- Ixhuatlán del Sureste Location of Ixhuatlán del Sureste in Mexico
- Coordinates: 18°01′01″N 94°22′48″W﻿ / ﻿18.017°N 94.38°W
- Country: Mexico
- State: Veracruz
- Established: 1831

Government
- • Municipal president: Samuel Hernandez Cruz

Area
- • Total: 276.37 km^{2} (106.71 sq mi)

Population (2005)
- • Total: 14,015
- • Density: 50.711/km^{2} (131.34/sq mi)
- Time zone: UTC-6 (CST)
- Website: ixhuatlandelsureste.gob.mx

= Ixhuatlán del Sureste =

Ixhuatlán del Sureste is a municipality in the Mexican state of Veracruz. It is located in the south-east zone of Veracruz, about 320 km from Xalapa, the state capital. The total area of the municipality is 276.37 sqkm.
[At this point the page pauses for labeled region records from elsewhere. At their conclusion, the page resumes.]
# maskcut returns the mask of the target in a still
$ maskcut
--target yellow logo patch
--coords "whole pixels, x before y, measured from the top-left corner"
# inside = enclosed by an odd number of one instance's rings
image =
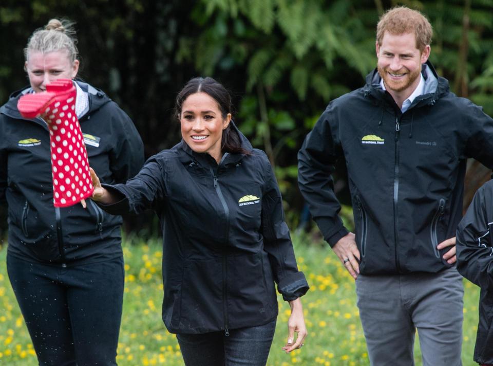
[[[240,198],[238,201],[238,206],[244,206],[245,205],[254,205],[258,204],[260,202],[260,199],[252,194],[247,194]]]
[[[41,144],[41,140],[35,138],[27,138],[21,140],[17,144],[19,146],[37,146]]]
[[[361,139],[361,143],[371,145],[383,145],[385,140],[376,135],[367,135]]]

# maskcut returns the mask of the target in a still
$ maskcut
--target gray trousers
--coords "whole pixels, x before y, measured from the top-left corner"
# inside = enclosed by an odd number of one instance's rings
[[[372,366],[461,366],[464,289],[455,267],[438,273],[358,276],[359,309]]]

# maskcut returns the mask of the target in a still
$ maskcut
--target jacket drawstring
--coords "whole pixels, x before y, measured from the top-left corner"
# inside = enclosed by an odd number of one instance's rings
[[[411,112],[411,131],[409,131],[409,138],[412,137],[412,121],[414,119],[414,111]]]

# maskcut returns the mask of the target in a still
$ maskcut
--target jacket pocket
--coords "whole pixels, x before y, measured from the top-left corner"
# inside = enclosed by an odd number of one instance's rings
[[[24,208],[22,210],[22,217],[21,219],[21,227],[22,229],[22,233],[26,237],[29,237],[29,231],[27,227],[27,216],[29,214],[29,203],[27,200],[24,204]]]
[[[435,212],[433,216],[433,219],[431,221],[431,227],[430,229],[430,236],[431,239],[431,246],[433,247],[433,251],[435,253],[435,257],[437,258],[440,258],[440,253],[438,251],[437,246],[438,245],[438,223],[440,218],[443,216],[445,208],[445,200],[441,198],[439,202],[438,209]]]
[[[366,236],[368,233],[368,219],[366,211],[365,211],[365,208],[363,207],[359,198],[356,197],[356,200],[358,206],[358,213],[359,216],[359,224],[358,225],[359,232],[361,233],[359,247],[362,257],[365,257],[366,250]]]

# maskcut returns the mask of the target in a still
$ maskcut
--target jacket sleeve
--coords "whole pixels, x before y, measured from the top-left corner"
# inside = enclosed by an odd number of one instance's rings
[[[343,155],[332,109],[330,104],[298,153],[300,191],[324,239],[331,247],[349,232],[338,215],[340,204],[334,192],[332,177],[334,164]]]
[[[277,290],[289,301],[304,295],[309,287],[305,274],[298,270],[289,229],[284,220],[282,198],[267,157],[266,161],[267,175],[262,197],[264,249],[269,254]]]
[[[466,156],[472,157],[489,169],[493,169],[493,118],[483,112],[483,108],[467,101],[463,108],[467,121],[464,126],[468,136]]]
[[[109,166],[115,181],[124,183],[144,163],[144,144],[134,122],[116,104],[112,113],[116,145],[110,152]]]
[[[493,181],[482,187],[457,228],[457,269],[482,288],[493,289]]]
[[[119,199],[111,205],[98,203],[98,206],[112,215],[139,214],[151,208],[164,199],[165,173],[164,167],[155,157],[150,157],[135,177],[126,184],[102,185]]]

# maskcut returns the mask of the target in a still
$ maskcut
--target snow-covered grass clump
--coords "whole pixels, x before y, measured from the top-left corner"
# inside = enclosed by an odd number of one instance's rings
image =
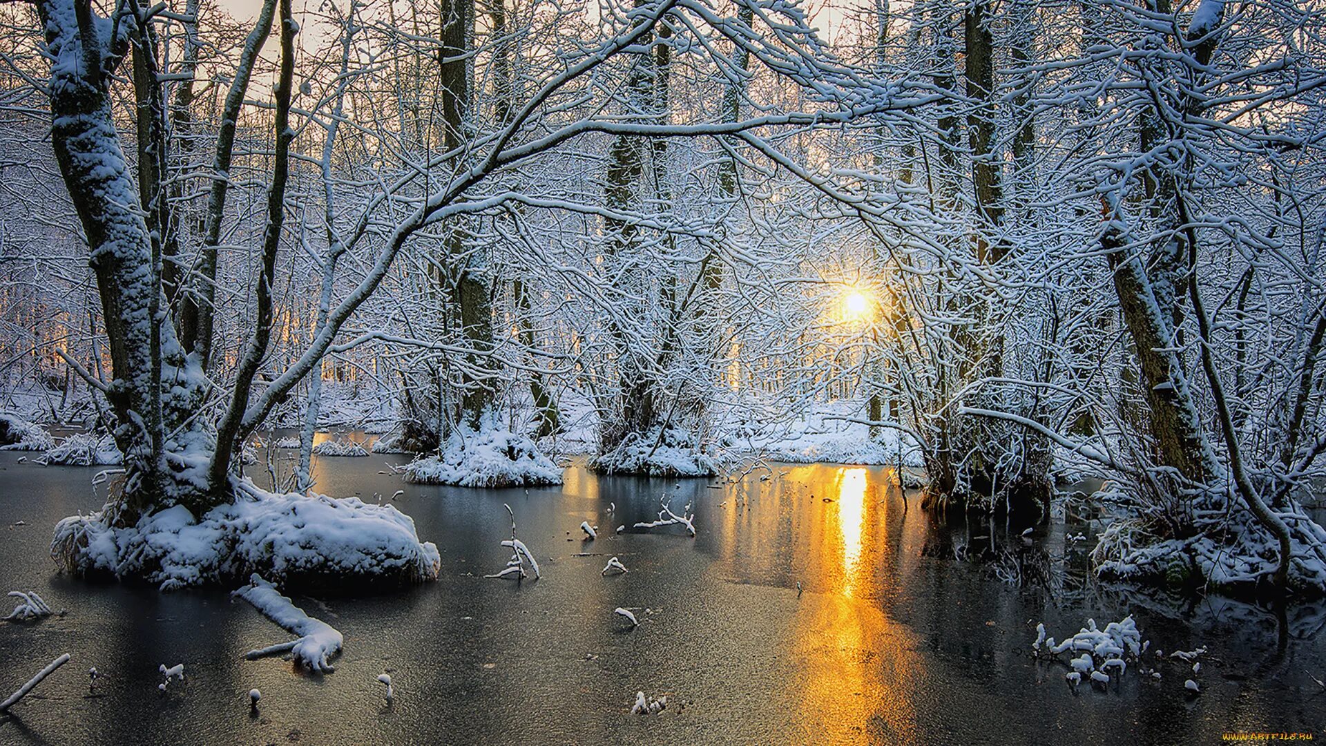
[[[640,437],[629,434],[613,450],[590,459],[599,474],[650,477],[712,477],[713,457],[704,453],[695,435],[680,427],[655,429]]]
[[[313,446],[316,455],[355,457],[369,455],[369,450],[354,441],[322,441]]]
[[[41,461],[48,466],[115,466],[123,458],[110,435],[77,433],[46,450]]]
[[[561,485],[562,470],[530,438],[489,426],[457,431],[438,455],[407,465],[406,479],[461,487]]]
[[[163,591],[260,573],[280,585],[418,583],[438,577],[438,547],[414,520],[358,498],[277,495],[236,483],[235,502],[198,519],[184,506],[113,527],[105,511],[56,526],[52,556],[78,575],[141,577]]]
[[[44,451],[54,446],[50,433],[12,414],[0,414],[0,451]]]
[[[1055,642],[1054,637],[1046,636],[1045,624],[1037,624],[1036,640],[1032,642],[1032,650],[1037,657],[1055,660],[1069,668],[1063,678],[1073,689],[1077,689],[1083,681],[1105,688],[1111,681],[1118,685],[1128,670],[1159,681],[1163,677],[1155,665],[1162,662],[1174,665],[1171,661],[1177,661],[1177,665],[1184,666],[1184,669],[1188,669],[1191,664],[1191,673],[1196,676],[1201,670],[1201,664],[1192,661],[1207,652],[1205,648],[1197,648],[1191,652],[1171,653],[1166,658],[1160,650],[1155,650],[1150,657],[1146,656],[1150,648],[1151,642],[1142,640],[1142,633],[1131,616],[1122,621],[1111,621],[1105,625],[1105,629],[1098,628],[1095,620],[1089,619],[1086,627],[1062,642]],[[1188,688],[1193,689],[1193,686]]]
[[[294,605],[289,597],[282,596],[274,585],[263,580],[256,573],[249,577],[248,585],[235,591],[233,595],[253,604],[253,608],[263,612],[263,616],[271,619],[286,632],[300,636],[298,640],[278,642],[259,650],[249,650],[244,656],[245,658],[253,660],[289,652],[296,662],[308,670],[316,673],[335,670],[328,661],[332,656],[341,652],[345,637],[333,629],[330,624],[304,613],[304,609]]]

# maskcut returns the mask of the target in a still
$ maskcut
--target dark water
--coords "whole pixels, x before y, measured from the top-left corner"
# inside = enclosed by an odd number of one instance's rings
[[[289,634],[224,591],[159,593],[56,575],[50,527],[98,507],[97,470],[15,461],[0,454],[0,592],[36,589],[68,613],[0,624],[0,697],[62,652],[73,661],[0,718],[0,743],[1326,738],[1326,693],[1311,678],[1326,678],[1319,607],[1277,617],[1103,588],[1085,572],[1090,542],[1066,540],[1062,522],[1030,542],[1020,527],[943,524],[915,498],[904,503],[883,469],[780,467],[721,490],[572,469],[564,487],[526,492],[400,485],[385,474],[400,457],[321,459],[328,494],[373,500],[404,487],[395,504],[438,543],[443,564],[438,583],[404,592],[296,596],[345,634],[335,673],[313,677],[280,658],[245,661]],[[251,470],[259,478],[263,467]],[[697,538],[614,534],[652,519],[663,494],[676,507],[695,502]],[[504,502],[542,580],[483,577],[508,558]],[[579,539],[586,519],[602,530],[597,542]],[[630,573],[602,577],[610,555]],[[636,609],[642,624],[623,629],[615,607]],[[1037,621],[1062,638],[1086,617],[1103,627],[1128,612],[1154,646],[1208,646],[1200,696],[1184,692],[1192,674],[1177,664],[1163,665],[1159,682],[1130,670],[1119,686],[1074,696],[1062,665],[1030,657]],[[175,662],[187,685],[162,696],[158,665]],[[95,697],[93,665],[106,674]],[[395,682],[391,706],[382,672]],[[263,692],[256,715],[251,688]],[[664,714],[630,715],[638,689],[667,694]]]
The municipality is delimited to the north by Coatzacoalcos, to the east and south by Moloacán, to the south-west by Minatitlán.

The weather tends to be warm year-round with rains in summer and autumn. The chief agricultural products are maize, beans, rice and oranges.

In August there is a celebration in honor of Saint Christopher, the town's patron saint.